Test the best de Birgit Kinder (1991)

La chute du Mur nous laissa longtemps dans l’espoir que d’autres murs, à l’Ouest, céderaient sous la pression populaire.
En 2013, Jean-Yves Le Gallou lors de son discours d’ouverture de la cérémonie des Bobards d’Or pensait que le mur des médias tomberait bientôt. « Les médias de l’oligarchie, disait-il, sont de plus en plus totalitaires mais ils perdent de leur puissance. Car ils sont concurrencés par les médias alternatifs sur Internet. Sites, blogs, forums, réseaux sociaux permettent aujourd’hui de se faire une opinion indépendamment des médias de l’oligarchie. Brimée dans les médias classiques, la liberté revient par la fenêtre des médias numériques.
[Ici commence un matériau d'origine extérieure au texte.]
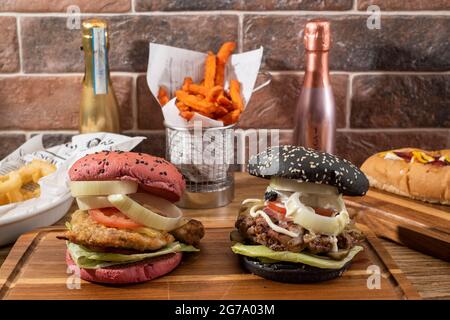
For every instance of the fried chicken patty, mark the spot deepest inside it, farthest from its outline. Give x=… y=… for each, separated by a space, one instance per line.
x=256 y=230
x=190 y=233
x=85 y=231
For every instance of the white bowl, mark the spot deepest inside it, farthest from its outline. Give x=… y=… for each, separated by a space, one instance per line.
x=14 y=226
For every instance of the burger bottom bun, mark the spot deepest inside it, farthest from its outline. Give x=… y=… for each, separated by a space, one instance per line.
x=130 y=273
x=291 y=272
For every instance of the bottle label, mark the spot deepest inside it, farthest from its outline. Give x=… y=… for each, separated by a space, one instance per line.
x=100 y=63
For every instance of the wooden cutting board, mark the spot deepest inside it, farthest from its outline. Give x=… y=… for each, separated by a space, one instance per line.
x=421 y=226
x=35 y=268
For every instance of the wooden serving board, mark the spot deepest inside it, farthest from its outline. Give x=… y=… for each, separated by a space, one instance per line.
x=35 y=268
x=421 y=226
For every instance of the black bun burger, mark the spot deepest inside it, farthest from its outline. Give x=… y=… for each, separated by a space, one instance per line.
x=301 y=232
x=127 y=229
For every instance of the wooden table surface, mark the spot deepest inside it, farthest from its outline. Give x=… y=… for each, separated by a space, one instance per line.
x=430 y=276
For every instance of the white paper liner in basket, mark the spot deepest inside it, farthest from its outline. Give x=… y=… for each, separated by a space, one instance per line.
x=168 y=66
x=55 y=186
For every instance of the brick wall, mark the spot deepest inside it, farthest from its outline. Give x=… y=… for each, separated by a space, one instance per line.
x=392 y=85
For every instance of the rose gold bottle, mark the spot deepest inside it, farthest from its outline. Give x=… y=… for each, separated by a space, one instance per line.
x=315 y=121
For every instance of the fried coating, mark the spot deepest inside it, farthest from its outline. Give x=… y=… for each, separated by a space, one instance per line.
x=190 y=233
x=87 y=232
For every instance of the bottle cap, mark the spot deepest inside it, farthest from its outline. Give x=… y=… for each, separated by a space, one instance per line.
x=317 y=35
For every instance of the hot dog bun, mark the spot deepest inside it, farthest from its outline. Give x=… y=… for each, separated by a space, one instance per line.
x=413 y=179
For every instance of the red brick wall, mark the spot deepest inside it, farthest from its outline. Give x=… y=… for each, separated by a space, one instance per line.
x=392 y=85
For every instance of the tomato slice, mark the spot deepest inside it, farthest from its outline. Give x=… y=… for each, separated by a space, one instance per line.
x=276 y=206
x=113 y=218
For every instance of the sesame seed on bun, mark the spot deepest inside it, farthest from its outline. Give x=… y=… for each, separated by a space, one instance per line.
x=308 y=165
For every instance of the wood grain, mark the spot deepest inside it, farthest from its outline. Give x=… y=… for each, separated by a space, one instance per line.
x=418 y=225
x=36 y=270
x=215 y=272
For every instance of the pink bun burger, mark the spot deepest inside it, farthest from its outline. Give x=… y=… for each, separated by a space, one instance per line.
x=127 y=229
Aujourd’hui les médias de l’oligarchie ont perdu leur monopole et les journalistes ne sont plus intouchables. »

Sept ans plus tard, je ne sais si ce mur-là s’est renforcé (musellement d’Internet en cours) ou si des fissures s’y élargiront bientôt en brèches (Zemmour revenu sur CNews).

Parmi les autres murs que nous aimerions voir s’écrouler figure celui que Mitterrand fit dresser par la droite la plus conne du monde entre elle et l’autre droite, celle qui est encore incarnée par la famille Le Pen.
Mitterrand, qui avait ramassé un Parti socialiste plus faible que ne le sont aujourd’hui Les Républicains, étouffa petit à petit un Parti communiste bien plus imposant que lui. Mitterrand savait qu’il ne fallait surtout pas que ce qu’il avait réussi à gauche se produise à droite. Alors, en sous-main, il devint l’architecte du mur entre une droite mollassonne condamnée à dépérir de ses insuffisances idéologiques et une droite ayant quelques certitudes, mais manquant peut-être de la volonté de gouverner.

Et ce mur est toujours solide. Le sera-t-il jusqu’à l’extinction quasi totale de la droite des imbéciles congénitaux qui la dirigent, Jacob, Pécresse, Barouin, Larcher et compagnie ? J’ai tendance à le penser.

Pour revenir à Berlin, un indicible crétin, Mélenchon, regrette que l’ex-RDA ait dit Good bye, Lenin ! Mais ses arguments sonnent si faux, sont si piteux que j’ai presque pitié de ce pathétique pantin.

Depuis d’autres murs ont été édifiés. Des murs de protection, non pour préserver une idéologie, mais pour éviter à des pays les invasions armées (Israël) ou migratoires, les attentats, pour repousser les hordes barbares qui sillonnent la planète.

Y a-t-il en 2019 davantage de murs qu’en 1989 ?
Matériellement, je n’en sais rien.
Mais dans les têtes, la bien-pensance, le politiquement correct, la pensée mainstream, ont réussi à monter des murs que seule l’intelligence personnelle, la solidité mentale peuvent détruire. Ce n’est pas gagné quand on voit dans quel état est notre système scolaire.
La fabrique du crétin façonne d’excellents maçons idéologiques.